Yeah, a single EMR for all of Keizer is... hard to imagine. I can see why they'd want to do it, but wow. I wouldn't want any part of chewing up that bite. The stated cost of over $70,000 per physician per year is just staggering.
It puts into perspective the unified US EMR, which has been proposed now and then. That idea strikes me as entirely daft at this point. I think in time such things may be feasible, but to do it right would take something on the order of Google's network.
EMR is a huge problem. But when thinking about the problems with an EMR, one should remember to compare it to the alternative: Paper Charts.
Let's take the Keizer case. Let's say they have a hundred facilities, and a hundred docs in each. Each patient has one canonical paper chart, stored at their nearest Keizer facility. How available is that paper chart?
During an emergency admit, that chart is completely unavailable to 99% of the Keizer facilities, except by fax. It probably would take upwards of 15 minutes to get the chart to the admitting doc even when (as would be most common) the admit happens at the same facility where the chart is stored, and probably a good deal longer to fax it to another facility.
For a scheduled visit, a paper system will perform better than that. There's (usually) time to get the chart pulled in advance. However, in both emergency and scheduled encounters only one provider can examine the chart at a time, and changes to the chart at another facility must be merged back into the canonical chart wherever it may be.

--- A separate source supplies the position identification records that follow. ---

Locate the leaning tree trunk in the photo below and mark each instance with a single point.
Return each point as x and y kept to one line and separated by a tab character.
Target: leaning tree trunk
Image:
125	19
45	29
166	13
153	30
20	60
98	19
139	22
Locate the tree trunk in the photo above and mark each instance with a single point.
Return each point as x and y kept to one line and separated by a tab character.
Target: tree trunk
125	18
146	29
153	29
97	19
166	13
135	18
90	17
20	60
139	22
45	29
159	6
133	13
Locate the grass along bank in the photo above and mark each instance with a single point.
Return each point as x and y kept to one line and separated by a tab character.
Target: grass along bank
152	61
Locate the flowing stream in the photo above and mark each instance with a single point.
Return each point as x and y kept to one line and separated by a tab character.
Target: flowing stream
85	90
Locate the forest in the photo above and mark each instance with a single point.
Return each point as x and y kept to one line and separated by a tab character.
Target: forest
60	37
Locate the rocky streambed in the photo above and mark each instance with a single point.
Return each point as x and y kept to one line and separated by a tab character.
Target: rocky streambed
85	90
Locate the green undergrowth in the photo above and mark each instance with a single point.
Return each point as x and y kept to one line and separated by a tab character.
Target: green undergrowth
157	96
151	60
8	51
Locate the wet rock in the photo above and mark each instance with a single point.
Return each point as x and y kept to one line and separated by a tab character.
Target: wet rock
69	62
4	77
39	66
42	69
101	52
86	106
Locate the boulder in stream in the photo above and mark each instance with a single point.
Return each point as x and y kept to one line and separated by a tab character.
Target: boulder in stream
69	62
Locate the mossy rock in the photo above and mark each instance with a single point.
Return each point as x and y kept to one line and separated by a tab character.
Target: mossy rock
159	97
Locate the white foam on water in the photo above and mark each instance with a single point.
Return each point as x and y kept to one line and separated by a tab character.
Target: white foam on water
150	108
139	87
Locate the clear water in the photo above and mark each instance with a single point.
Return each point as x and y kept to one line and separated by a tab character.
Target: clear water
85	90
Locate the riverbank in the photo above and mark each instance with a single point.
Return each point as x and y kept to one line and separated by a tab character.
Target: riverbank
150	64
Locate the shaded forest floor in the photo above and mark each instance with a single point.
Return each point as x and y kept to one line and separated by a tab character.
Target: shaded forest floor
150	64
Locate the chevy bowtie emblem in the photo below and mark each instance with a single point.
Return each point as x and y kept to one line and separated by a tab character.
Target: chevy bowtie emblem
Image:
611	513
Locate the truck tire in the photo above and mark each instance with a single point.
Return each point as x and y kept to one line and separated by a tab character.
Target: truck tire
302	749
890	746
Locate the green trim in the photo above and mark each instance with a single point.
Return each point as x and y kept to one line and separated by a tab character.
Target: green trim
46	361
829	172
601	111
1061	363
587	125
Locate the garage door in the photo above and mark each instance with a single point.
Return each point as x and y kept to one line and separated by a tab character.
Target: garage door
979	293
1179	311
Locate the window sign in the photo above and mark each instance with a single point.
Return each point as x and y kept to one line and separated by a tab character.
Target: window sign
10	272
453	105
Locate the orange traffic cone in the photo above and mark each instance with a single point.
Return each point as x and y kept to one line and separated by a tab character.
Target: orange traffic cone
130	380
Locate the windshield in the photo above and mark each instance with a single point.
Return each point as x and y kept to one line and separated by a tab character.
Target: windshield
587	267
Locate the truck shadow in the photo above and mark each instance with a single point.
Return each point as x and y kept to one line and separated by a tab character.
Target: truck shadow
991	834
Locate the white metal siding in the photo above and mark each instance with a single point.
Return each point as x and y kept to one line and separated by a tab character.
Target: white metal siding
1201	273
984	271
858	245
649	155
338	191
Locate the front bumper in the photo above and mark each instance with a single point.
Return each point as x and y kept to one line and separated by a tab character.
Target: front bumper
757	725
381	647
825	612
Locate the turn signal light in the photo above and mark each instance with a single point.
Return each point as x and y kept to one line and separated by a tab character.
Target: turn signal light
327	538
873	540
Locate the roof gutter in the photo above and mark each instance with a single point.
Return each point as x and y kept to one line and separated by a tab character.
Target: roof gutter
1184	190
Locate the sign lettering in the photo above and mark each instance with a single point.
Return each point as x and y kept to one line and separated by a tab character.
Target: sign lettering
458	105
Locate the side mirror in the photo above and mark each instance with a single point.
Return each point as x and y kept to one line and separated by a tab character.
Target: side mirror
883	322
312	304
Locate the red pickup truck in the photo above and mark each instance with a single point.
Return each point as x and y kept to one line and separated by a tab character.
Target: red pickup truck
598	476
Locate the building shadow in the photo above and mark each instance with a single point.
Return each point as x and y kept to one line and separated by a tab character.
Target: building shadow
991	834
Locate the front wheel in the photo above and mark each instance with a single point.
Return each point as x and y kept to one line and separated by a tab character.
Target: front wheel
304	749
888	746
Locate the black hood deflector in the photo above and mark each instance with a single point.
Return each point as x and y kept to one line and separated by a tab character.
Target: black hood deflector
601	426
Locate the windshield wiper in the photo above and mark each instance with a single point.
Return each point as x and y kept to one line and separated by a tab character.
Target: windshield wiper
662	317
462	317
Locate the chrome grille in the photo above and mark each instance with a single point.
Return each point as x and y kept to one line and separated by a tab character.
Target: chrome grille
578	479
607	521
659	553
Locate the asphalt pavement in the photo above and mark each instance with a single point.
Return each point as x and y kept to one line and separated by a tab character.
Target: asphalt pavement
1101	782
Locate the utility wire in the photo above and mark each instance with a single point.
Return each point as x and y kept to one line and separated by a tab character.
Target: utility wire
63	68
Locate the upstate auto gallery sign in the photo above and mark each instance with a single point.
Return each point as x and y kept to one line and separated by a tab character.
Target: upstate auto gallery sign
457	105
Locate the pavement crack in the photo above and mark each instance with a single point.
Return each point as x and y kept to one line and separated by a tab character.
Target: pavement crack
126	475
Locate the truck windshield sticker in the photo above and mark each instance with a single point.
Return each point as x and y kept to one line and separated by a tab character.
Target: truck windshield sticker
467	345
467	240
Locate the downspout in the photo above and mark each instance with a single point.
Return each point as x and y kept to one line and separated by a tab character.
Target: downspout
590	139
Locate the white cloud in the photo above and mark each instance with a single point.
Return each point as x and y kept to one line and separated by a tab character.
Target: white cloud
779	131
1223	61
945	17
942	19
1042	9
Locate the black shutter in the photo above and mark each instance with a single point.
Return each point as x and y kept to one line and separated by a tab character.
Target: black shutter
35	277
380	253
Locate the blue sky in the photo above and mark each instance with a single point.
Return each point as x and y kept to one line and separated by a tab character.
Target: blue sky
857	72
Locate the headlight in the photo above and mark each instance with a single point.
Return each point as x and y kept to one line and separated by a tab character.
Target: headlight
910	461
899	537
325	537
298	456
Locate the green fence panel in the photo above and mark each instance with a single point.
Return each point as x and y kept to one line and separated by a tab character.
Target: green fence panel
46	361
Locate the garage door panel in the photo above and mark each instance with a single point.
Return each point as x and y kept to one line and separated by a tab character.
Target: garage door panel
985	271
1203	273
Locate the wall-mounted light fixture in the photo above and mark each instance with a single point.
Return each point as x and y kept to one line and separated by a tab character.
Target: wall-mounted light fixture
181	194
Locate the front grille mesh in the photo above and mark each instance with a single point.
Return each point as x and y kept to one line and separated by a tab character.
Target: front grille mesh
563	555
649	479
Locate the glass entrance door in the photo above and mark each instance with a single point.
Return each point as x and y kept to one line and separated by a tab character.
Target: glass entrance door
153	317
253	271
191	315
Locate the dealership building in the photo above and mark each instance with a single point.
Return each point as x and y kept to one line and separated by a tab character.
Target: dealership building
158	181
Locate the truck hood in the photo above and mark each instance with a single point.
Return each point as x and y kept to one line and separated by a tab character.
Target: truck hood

An EMR with only 98% availability is still more effective than this paper system. (Never mind efficiency.)
And it's not like a clinic with a down EMR comes to a standstill; HIPAA requires everyone to have an emergency operations plan, so unless they're completely daft they should still be able to see patients and record the details of the encounter. (And, in fact, the HIPAA regs are an excellent framework for success. Read 'em sometime, especially the Security section.)
Of course, the argument can be made also that an EMR is more expensive. And it's true that they are pricey beasts. But have you priced paper chart storage lately? A really good paper chart system can store maybe a hundred midsized charts per square foot of building. Multiply that by the cost of office space and a clinic's patient base and the cost is considerable.
Also, with paper charts offsite backups and disaster recovery are rather difficult.
So yes, EMR is a pain. But, most of the time, it's better than the alternative.
Citrix offers one huge advantage in the world of healthcare IT: When the thin client is not connected, no patient data exists on a thin client machine.
The HIPAA Security regulations are good regs, as such things go. But one of their demands is that you know exactly which machines have Electronic Personally-identifiable Health Information (ePHI) on them. Any such data must be protected, backed up, and audited. Further, each machine containing ePHI is subject to the organization's media disposal policy.
Now, ideally an EMR system should not leave tracks on the client machine even with its fat client. But if the EMR's fat client does leave data on the client machine, then meeting HIPAA Security requirements would be one heck of a lot easier to accomplish if all you have is thin clients. I have no idea if the EPIC client does leave data on the client computers, but if it did there would be reason to be very interested in using Citrix to keep all ePHI off of all periphrial machines.